One of the earliest targets for automation at mines were the huge vehicles that transport tons of ore, usually on the same route over and over. In the eight years since they were first adopted, Komatsu and Caterpillar each have about 100 autonomous trucks operating. Rio Tinto Group, which deploys Komatsu’s unmanned vehicles at its iron-ore mines in Western Australia, said the technology has led to a 15% reduction in the cost to load and haul material.
Those trucks still have a driver’s seat, which isn’t needed and won’t be part of the next generation of driverless vehicles Komatsu unveiled in Las Vegas last year, according to Kuromoto. The trucks are about the size of a house, 49 feet long and 28 feet wide, and they can carry 230 metric tons.
Giant bulldozers and shovels may require a bit more involvement by operators because they are typically used to smooth ground, scoop rocks and minerals and load them into trucks.
With the help of remote controls, one operator can control up to five of Caterpillar’s remote-controlled bulldozers, watching their progress using high-definition cameras mounted on each vehicle. And because mines are usually located in remote areas far from population centers, the technology makes it possible to attract a wider range of operator talent, said Craig Watkins, a commercial manager at the company, which has sold the diggers to six customers so far.
“The technology is not constrained by distance,” said Alan Pumklin, a Caterpillar sales support consultant.
More Competition
It’s also helping to intensify competition between the world’s two biggest makers of non-farm heavy equipment.
In July, Komatsu agreed to buy mining-equipment maker Joy Global Inc., based in Milwaukee, for $2.89 billion in a bet that demand will pick up after years of declining commodity prices. The combined company would still be smaller by sales than Caterpillar, but Joy Global was the largest independent maker of underground mining equipment, like drills.

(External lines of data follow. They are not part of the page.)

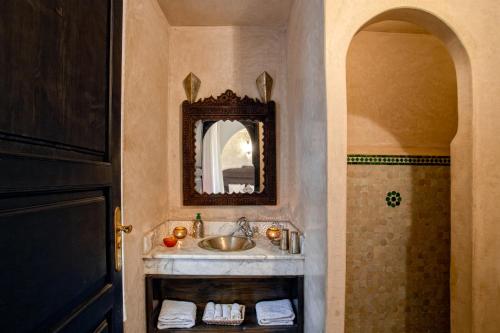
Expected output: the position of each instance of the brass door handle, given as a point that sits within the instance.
(119, 228)
(125, 228)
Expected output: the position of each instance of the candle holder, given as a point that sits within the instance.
(180, 232)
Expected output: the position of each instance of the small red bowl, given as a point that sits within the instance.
(170, 241)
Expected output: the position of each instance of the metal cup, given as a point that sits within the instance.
(294, 242)
(284, 239)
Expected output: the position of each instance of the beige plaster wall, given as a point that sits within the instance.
(307, 159)
(475, 150)
(145, 85)
(401, 94)
(226, 58)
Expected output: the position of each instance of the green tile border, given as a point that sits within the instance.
(397, 160)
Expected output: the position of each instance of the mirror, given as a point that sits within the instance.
(229, 156)
(229, 151)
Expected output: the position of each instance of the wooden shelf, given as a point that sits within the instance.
(249, 325)
(223, 289)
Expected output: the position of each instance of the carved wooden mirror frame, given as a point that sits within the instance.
(228, 106)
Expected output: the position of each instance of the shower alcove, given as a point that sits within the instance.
(402, 117)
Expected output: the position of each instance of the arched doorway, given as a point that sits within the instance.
(337, 43)
(402, 117)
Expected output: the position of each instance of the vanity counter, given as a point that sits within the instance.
(188, 248)
(187, 258)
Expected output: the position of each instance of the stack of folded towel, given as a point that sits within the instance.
(221, 312)
(177, 314)
(271, 313)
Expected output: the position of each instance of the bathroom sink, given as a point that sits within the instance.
(227, 243)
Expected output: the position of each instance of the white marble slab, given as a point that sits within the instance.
(223, 267)
(187, 258)
(188, 249)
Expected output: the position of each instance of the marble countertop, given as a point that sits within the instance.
(188, 248)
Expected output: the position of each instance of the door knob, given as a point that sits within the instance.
(125, 228)
(119, 228)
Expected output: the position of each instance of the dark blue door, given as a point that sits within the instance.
(60, 65)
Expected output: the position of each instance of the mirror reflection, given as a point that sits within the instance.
(229, 156)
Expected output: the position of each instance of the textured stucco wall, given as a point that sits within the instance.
(226, 58)
(401, 94)
(144, 167)
(307, 122)
(465, 26)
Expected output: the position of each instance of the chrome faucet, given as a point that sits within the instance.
(244, 226)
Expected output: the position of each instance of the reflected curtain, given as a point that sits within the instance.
(213, 181)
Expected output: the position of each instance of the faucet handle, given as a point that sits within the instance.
(255, 229)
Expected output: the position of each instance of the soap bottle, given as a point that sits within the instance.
(198, 227)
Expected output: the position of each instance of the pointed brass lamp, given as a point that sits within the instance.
(191, 86)
(265, 86)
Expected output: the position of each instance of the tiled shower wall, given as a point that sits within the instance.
(398, 256)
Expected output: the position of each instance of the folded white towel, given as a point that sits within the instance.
(226, 311)
(270, 313)
(209, 312)
(218, 311)
(235, 311)
(177, 314)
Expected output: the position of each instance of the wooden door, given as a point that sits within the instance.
(60, 65)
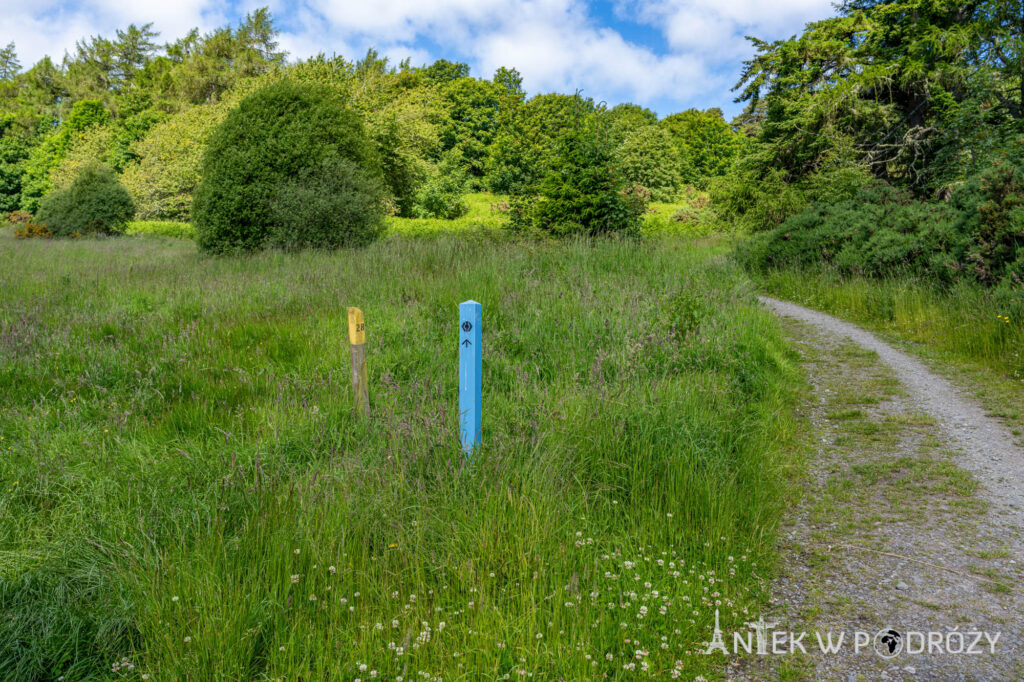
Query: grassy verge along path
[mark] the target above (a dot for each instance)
(188, 495)
(972, 335)
(892, 533)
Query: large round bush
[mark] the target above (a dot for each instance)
(95, 202)
(280, 170)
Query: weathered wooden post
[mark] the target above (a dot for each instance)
(470, 366)
(357, 344)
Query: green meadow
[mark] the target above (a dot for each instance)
(188, 494)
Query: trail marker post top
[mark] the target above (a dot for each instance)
(357, 344)
(470, 380)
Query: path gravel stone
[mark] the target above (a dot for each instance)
(911, 518)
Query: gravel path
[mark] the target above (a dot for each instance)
(987, 448)
(910, 518)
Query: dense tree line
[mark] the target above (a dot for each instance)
(148, 111)
(910, 112)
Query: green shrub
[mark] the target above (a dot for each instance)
(170, 162)
(335, 204)
(441, 196)
(95, 202)
(648, 158)
(182, 230)
(274, 147)
(976, 236)
(583, 194)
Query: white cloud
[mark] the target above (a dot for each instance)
(555, 44)
(52, 28)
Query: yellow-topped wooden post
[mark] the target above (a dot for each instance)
(357, 343)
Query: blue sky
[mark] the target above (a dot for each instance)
(666, 54)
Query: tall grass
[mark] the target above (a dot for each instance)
(188, 495)
(965, 324)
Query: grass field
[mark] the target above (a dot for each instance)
(980, 332)
(188, 496)
(967, 324)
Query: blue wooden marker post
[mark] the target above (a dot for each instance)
(470, 366)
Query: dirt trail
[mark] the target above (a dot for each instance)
(987, 448)
(912, 517)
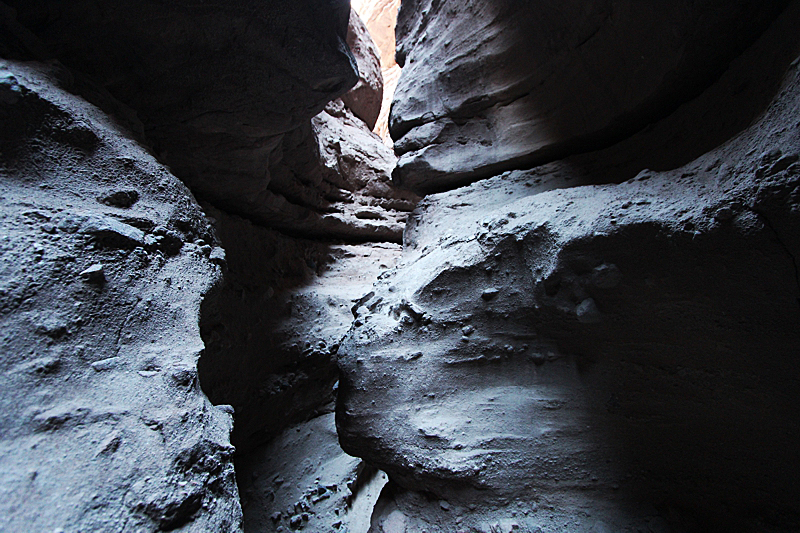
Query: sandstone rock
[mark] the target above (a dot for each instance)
(304, 473)
(199, 77)
(86, 442)
(280, 314)
(492, 86)
(692, 273)
(380, 17)
(365, 99)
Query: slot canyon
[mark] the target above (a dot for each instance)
(430, 266)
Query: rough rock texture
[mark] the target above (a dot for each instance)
(115, 256)
(492, 86)
(199, 78)
(273, 328)
(320, 488)
(103, 264)
(380, 17)
(554, 354)
(365, 99)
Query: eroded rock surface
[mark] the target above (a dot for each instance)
(552, 353)
(493, 86)
(217, 86)
(105, 258)
(366, 97)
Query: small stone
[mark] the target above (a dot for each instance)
(94, 273)
(606, 276)
(227, 409)
(123, 199)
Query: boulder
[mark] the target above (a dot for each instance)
(491, 86)
(366, 98)
(560, 350)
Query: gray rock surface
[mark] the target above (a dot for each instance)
(303, 480)
(104, 425)
(552, 353)
(365, 99)
(199, 77)
(274, 326)
(490, 86)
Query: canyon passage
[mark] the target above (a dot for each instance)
(479, 266)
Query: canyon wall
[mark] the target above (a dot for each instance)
(224, 305)
(128, 303)
(601, 336)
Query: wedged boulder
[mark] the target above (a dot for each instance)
(491, 86)
(273, 328)
(366, 98)
(560, 355)
(105, 258)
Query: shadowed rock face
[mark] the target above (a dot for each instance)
(491, 86)
(216, 85)
(105, 258)
(596, 344)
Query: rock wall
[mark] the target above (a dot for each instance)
(606, 342)
(511, 84)
(118, 288)
(104, 262)
(380, 17)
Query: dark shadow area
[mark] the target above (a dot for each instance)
(264, 355)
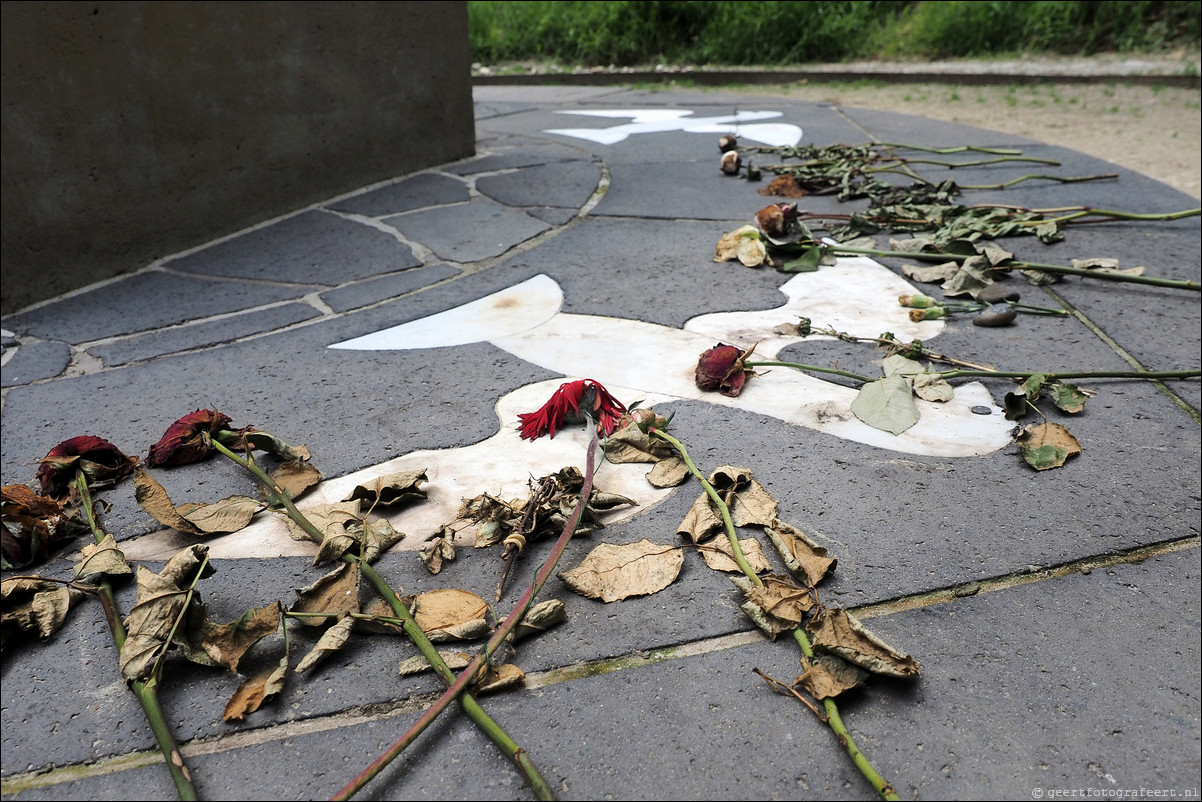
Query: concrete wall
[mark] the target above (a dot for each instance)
(135, 130)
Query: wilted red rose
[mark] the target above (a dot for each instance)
(721, 368)
(573, 398)
(99, 459)
(188, 439)
(777, 219)
(33, 526)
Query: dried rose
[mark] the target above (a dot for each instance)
(777, 219)
(100, 461)
(573, 398)
(186, 440)
(33, 526)
(721, 368)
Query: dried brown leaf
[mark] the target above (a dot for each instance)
(827, 676)
(720, 557)
(35, 605)
(296, 476)
(701, 522)
(801, 554)
(331, 641)
(668, 473)
(334, 594)
(751, 503)
(1047, 445)
(103, 558)
(253, 693)
(839, 633)
(436, 552)
(539, 618)
(500, 677)
(392, 489)
(612, 572)
(227, 643)
(450, 613)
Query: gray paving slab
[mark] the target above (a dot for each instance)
(565, 184)
(1040, 685)
(519, 152)
(310, 248)
(416, 192)
(148, 301)
(226, 330)
(34, 361)
(384, 287)
(469, 232)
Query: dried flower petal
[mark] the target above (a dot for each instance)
(573, 398)
(186, 440)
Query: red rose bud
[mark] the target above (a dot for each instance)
(573, 398)
(186, 440)
(721, 368)
(100, 461)
(934, 313)
(34, 526)
(777, 220)
(917, 301)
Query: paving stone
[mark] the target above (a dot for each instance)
(35, 361)
(469, 232)
(409, 194)
(143, 302)
(388, 286)
(309, 248)
(172, 340)
(565, 184)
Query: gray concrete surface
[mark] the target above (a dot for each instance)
(135, 130)
(1055, 616)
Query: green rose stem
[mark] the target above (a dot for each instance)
(469, 704)
(833, 719)
(147, 691)
(839, 250)
(997, 374)
(469, 675)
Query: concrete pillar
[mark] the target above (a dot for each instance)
(135, 130)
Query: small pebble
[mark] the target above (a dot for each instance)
(999, 314)
(997, 293)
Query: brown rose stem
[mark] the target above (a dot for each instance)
(469, 704)
(1104, 275)
(469, 675)
(833, 719)
(147, 691)
(768, 363)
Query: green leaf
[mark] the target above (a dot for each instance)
(886, 404)
(1067, 398)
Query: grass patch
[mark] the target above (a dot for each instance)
(779, 33)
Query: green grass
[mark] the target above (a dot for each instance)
(729, 33)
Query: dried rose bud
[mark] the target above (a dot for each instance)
(934, 313)
(34, 526)
(721, 368)
(186, 440)
(99, 459)
(647, 420)
(777, 219)
(917, 301)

Komatsu was called out last year by U.S. President-elect Donald Trump as an example of a foreign company hurting American manufacturers. In August, he said Caterpillar, and not its smaller Japanese rival, would be deployed to build the wall Trump has pledged along the Mexican border. Caterpillar derived 54% of sales from the construction and resource industries in 2015, while Komatsu got 88%.
The companies are also competing in Japan. Komatsu now offers a service that automates much of the pre-foundation work on new construction, from land surveying to excavation, by connecting devices including drones, shovels and 3-D laser scanners to the Internet. There are about 2,000 construction sites that have used the service, which could help ease labor shortages as Japan’s population ages and the workforce shrinks, Kuromoto said. Caterpillar is stepping up efforts to expand a similar service in the country.
“The technology solutions we offer all go to address the challenges facing our industry,” Phillip Pollock, sales and marketing general manager for the Asia Pacific region at Caterpillar, said in an interview in Tokyo.
By Masumi Suga, Andrew Willis and Mario Parker.